Energy

North Sea oil project to open new front with environmentalists


Rosebank, a vast oilfield 80 miles off the coast of the Shetland Islands, is set to become a new front in the war between environmental campaigners and the fossil fuels industry ahead of expected government approval in coming weeks.

The £4.5bn project owned by Norwegian state energy company Equinor would see drilling for close to 300mn barrels of oil and gas — making it more than twice the size of the nearby Cambo field, which has been hugely contentious.

Two UK regulators are expected to give it approval in April before a final decision by energy secretary Grant Shapps.

Since Russia’s invasion of Ukraine — which threw gas markets into chaos — the British government has become more enthusiastic about issuing new North Sea oil licences in order to maintain energy security by boosting domestic supply.

“Unless you can explain how we can transition (to net zero) without oil and gas, we need oil and gas,” Shapps said last week.

If the project does get the go-ahead it will become a lightning rod for the debate between those who want an immediate end to new licences in the North Sea and those who believe domestic oil and gas is needed even as the country shifts towards net zero carbon by 2050.

The British government last year angered the oil industry by introducing a windfall tax, although the “energy profits levy” includes generous investment tax breaks.

Uplift, a campaign group, has estimated that burning the oil and gas from the site would produce more than 200mn tonnes of carbon dioxide — more than the combined annual CO₂ emissions from the world’s 28 lowest-income countries such as Uganda and Ethiopia. “These are the same countries that have contributed the least to the climate crisis but are experiencing among the worst impact,” the group said.

Ed Miliband, Labour’s energy shadow secretary, said at an event last week that taxpayers should not be supporting the project given it would do nothing to lower consumer bills.

“It’s equivalent to carbon from running 56 coal-fired power stations for a year in the UK,” he said. “Why is that a good use of taxpayer money?
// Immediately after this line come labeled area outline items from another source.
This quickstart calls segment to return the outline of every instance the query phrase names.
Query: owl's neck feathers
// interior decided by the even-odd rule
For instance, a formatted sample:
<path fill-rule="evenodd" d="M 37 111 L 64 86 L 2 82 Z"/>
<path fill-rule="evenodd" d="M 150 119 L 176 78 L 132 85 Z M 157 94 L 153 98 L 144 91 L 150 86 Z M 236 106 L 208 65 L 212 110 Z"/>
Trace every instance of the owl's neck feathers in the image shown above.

The government might be choosing to ignore the science, but I’m not going to ignore the science.”

The Rosebank site, which lies more than 1km below the surface of the North Sea, was first discovered by Chevron in 2004, but the company declared the project uneconomic. It was taken on by Equinor in 2019.

It still requires approval from the Offshore Petroleum Regulator for Environment and Decommissioning and then the North Sea Transition Authority.

Equinor claims the project will create 1,600 jobs at the height of its construction phase. “Across the lifetime of the field, Rosebank will continue to support significant employment with an average of 450 UK-based full-time direct, indirect and induced jobs,” the company says.

The group — which is also building the world’s largest wind farm at Dogger Bank — argues that oil and gas will continue to play a role for decades even as the world moves towards low-carbon energy sources. “As long as oil and gas is needed it’s important that responsible companies in western countries do develop their resources,” Equinor said.

But Philip Evans, UK oil and gas transition campaigner from Greenpeace, said that campaigners would fight the project “at every stage”.

“This is what happens when the government helps out oil companies with cushy tax breaks,” he said. “The climate crisis rages on, triggering a national emergency and causing death and destruction in the Global South. It’s shameful.”